+389 So, sorry guys for reposting a question. But, it got deleted so I can't see it.
In this multi-part problem, we will consider this system of simultaneous equations:
3x+5y-6z=2, (i)
5xy-10yz-6xz=-41, (ii)
xyz=6. (iii)
Let a=3x, b=5y, and c=-6z.
(a) Determine the monic cubic polynomial in terms of a variable t whose roots are t=a, t=b, and t=c. Make sure your answer in terms of t and only t, in expanded form.
(b) Given that (x,y,z) is a solution to the original system of equations, determine all distinct possible values of x+y.
+33661 Replace x, y and z in the equations by a, b and c:
a + b + c = 2
a*b/3 + b*c/3 + a*c/3 = -41. So. a*b + b*c + a*c = -123
-a*b*c/(3*5*6) = 6. So. a*b*c = -540
(t - a)(t - b)(t - c) = 0. ⇒ t^3 - (a + b + c)t^2 + (a*b + b*c + a*c)t - a*b*c = 0
Hence: t^3 - 2t^2 - 123t + 540 = 0
Solving this gives: a = -12, b = 5, c = 9 or variants of these.
So: x = a/3 → -4, y = b/5 → 1, z = -c/6 → -3/2
x + y = -3 This is just one possibility. The others can be found by interchanging the values allocated to a, b and c.
+14995 Hello dabae!
3x+5y-6z=2
5xy-10yz-6xz=-41
xyz=6
x = 1,666666666667
y = 1,8
z = 2
Solved with computers for nonlinear equations.

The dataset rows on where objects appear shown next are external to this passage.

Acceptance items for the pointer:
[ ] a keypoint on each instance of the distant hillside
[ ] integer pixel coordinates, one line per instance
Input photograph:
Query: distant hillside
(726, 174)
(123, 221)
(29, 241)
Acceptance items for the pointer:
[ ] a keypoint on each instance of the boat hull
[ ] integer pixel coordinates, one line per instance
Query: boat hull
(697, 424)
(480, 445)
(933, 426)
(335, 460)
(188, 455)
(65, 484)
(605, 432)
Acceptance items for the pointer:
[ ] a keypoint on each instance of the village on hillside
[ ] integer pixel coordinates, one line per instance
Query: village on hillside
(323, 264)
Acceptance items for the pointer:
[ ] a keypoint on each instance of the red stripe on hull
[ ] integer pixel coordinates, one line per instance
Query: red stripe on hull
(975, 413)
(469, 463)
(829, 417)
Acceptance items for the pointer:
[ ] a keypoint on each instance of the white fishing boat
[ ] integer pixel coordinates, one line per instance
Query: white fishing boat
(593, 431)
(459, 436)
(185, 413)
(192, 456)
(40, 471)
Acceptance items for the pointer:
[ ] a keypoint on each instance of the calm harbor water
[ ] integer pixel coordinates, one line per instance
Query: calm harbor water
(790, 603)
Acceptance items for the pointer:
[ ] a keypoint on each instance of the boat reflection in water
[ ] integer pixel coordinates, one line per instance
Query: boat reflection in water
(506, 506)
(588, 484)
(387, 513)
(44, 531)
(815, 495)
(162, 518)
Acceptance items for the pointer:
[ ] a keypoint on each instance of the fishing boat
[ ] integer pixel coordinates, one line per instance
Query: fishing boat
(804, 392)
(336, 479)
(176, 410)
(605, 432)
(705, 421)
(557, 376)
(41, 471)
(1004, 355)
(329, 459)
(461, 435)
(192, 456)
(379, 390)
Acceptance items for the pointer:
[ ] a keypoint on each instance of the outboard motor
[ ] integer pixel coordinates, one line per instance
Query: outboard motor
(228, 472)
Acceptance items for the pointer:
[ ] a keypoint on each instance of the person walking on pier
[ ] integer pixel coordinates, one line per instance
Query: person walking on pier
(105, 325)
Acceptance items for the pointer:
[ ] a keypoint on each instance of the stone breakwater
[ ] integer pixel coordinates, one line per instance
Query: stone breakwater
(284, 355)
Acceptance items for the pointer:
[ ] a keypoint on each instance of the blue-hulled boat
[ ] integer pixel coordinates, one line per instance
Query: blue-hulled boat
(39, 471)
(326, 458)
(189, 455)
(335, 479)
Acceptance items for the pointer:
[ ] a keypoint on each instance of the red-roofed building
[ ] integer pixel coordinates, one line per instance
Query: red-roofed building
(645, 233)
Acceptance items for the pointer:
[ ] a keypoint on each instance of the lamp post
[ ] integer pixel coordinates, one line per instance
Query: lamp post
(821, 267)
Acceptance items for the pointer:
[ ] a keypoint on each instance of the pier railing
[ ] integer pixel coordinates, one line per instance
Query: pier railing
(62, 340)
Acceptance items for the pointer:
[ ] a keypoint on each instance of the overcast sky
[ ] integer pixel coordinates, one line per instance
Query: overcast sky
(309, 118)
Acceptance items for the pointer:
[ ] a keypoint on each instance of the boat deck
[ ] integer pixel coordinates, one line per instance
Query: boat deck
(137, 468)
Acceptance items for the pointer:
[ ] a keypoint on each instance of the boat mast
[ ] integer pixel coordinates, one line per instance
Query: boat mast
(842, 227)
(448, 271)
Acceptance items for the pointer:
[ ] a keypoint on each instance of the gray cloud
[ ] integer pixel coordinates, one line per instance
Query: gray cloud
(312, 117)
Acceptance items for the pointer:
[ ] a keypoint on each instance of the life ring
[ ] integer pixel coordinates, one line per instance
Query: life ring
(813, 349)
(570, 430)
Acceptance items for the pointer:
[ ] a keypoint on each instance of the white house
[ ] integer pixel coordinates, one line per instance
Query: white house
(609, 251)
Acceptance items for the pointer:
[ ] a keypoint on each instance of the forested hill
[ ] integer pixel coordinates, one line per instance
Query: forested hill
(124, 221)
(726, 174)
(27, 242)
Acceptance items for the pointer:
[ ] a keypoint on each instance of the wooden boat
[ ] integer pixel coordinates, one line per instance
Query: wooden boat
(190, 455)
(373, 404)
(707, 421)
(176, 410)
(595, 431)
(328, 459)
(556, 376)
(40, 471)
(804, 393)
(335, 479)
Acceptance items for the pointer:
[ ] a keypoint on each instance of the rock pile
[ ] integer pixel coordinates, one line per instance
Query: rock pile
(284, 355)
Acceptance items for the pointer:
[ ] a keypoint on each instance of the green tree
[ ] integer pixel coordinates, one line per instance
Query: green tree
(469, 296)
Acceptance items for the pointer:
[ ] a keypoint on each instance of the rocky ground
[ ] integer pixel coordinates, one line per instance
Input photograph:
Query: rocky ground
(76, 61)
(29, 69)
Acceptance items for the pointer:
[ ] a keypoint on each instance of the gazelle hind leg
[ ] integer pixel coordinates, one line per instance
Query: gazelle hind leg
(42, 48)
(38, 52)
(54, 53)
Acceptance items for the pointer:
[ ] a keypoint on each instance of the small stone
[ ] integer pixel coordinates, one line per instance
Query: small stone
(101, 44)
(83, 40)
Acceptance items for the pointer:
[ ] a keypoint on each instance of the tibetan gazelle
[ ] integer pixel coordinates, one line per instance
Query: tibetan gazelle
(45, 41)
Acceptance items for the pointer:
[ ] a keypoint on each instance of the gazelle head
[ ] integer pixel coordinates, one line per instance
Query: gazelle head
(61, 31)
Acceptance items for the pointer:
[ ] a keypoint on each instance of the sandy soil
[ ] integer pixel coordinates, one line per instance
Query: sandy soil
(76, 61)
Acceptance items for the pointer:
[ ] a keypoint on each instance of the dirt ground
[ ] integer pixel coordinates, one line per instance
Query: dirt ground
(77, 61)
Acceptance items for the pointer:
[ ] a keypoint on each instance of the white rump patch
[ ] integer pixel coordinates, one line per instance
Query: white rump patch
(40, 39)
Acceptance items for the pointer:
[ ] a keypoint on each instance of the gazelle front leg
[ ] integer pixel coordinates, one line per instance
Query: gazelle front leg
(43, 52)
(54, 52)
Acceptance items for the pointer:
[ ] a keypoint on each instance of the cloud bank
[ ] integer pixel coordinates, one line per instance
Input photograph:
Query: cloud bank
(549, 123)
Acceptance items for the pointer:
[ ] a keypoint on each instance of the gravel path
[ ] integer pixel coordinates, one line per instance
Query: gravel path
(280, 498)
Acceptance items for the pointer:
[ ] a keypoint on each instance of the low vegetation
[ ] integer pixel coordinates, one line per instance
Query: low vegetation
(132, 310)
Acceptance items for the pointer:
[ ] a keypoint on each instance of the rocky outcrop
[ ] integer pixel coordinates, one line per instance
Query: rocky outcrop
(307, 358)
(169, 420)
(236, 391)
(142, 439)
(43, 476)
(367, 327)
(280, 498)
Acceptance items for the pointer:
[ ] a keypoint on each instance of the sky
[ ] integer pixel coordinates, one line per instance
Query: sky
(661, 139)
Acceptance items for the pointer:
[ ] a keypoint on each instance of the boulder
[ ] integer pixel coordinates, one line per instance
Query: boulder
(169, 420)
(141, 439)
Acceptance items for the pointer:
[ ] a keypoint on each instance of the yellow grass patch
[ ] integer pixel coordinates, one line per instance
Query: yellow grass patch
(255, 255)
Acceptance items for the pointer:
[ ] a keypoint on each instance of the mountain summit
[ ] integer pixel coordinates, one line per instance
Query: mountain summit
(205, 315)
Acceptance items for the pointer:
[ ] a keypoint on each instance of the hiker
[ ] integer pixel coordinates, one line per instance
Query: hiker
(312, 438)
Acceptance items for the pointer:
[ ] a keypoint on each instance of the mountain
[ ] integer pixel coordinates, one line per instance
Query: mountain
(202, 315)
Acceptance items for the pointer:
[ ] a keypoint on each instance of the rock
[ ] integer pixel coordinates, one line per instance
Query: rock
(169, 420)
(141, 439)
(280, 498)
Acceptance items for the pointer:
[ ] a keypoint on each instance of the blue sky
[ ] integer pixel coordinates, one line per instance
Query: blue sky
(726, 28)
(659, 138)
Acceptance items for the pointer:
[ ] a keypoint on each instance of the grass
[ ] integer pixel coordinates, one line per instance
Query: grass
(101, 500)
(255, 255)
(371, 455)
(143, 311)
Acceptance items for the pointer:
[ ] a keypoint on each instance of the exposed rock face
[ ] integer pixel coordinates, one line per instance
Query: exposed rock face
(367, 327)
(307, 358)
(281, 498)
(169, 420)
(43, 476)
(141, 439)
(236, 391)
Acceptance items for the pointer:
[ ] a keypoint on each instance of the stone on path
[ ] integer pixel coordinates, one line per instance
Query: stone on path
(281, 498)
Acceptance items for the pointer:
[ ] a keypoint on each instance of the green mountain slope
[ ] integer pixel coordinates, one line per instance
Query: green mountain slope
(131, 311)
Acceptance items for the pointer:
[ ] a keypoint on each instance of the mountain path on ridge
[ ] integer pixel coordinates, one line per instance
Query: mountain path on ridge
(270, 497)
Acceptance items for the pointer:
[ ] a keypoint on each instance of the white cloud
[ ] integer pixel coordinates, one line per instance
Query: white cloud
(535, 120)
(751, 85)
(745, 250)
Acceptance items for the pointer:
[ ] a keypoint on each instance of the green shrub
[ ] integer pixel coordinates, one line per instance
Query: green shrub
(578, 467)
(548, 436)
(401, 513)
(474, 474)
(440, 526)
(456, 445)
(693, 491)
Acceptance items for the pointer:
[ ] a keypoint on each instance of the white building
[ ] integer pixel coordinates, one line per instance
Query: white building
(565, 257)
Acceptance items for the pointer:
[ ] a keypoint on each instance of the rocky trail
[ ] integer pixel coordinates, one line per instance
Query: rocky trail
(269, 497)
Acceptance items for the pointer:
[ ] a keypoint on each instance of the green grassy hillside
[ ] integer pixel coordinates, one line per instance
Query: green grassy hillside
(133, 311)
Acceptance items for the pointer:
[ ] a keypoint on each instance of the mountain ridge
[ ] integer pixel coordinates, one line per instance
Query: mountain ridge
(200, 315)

Probably not the expected. Sorry!
Greeting asinus :- ) 
!
+33661 Replace x, y and z in the equations by a, b and c:
a + b + c = 2
a*b/3 + b*c/3 + a*c/3 = -41. So. a*b + b*c + a*c = -123
-a*b*c/(3*5*6) = 6. So. a*b*c = -540
(t - a)(t - b)(t - c) = 0. ⇒ t^3 - (a + b + c)t^2 + (a*b + b*c + a*c)t - a*b*c = 0
Hence: t^3 - 2t^2 - 123t + 540 = 0
Solving this gives: a = -12, b = 5, c = 9 or variants of these.
So: x = a/3 → -4, y = b/5 → 1, z = -c/6 → -3/2
x + y = -3 This is just one possibility. The others can be found by interchanging the values allocated to a, b and c.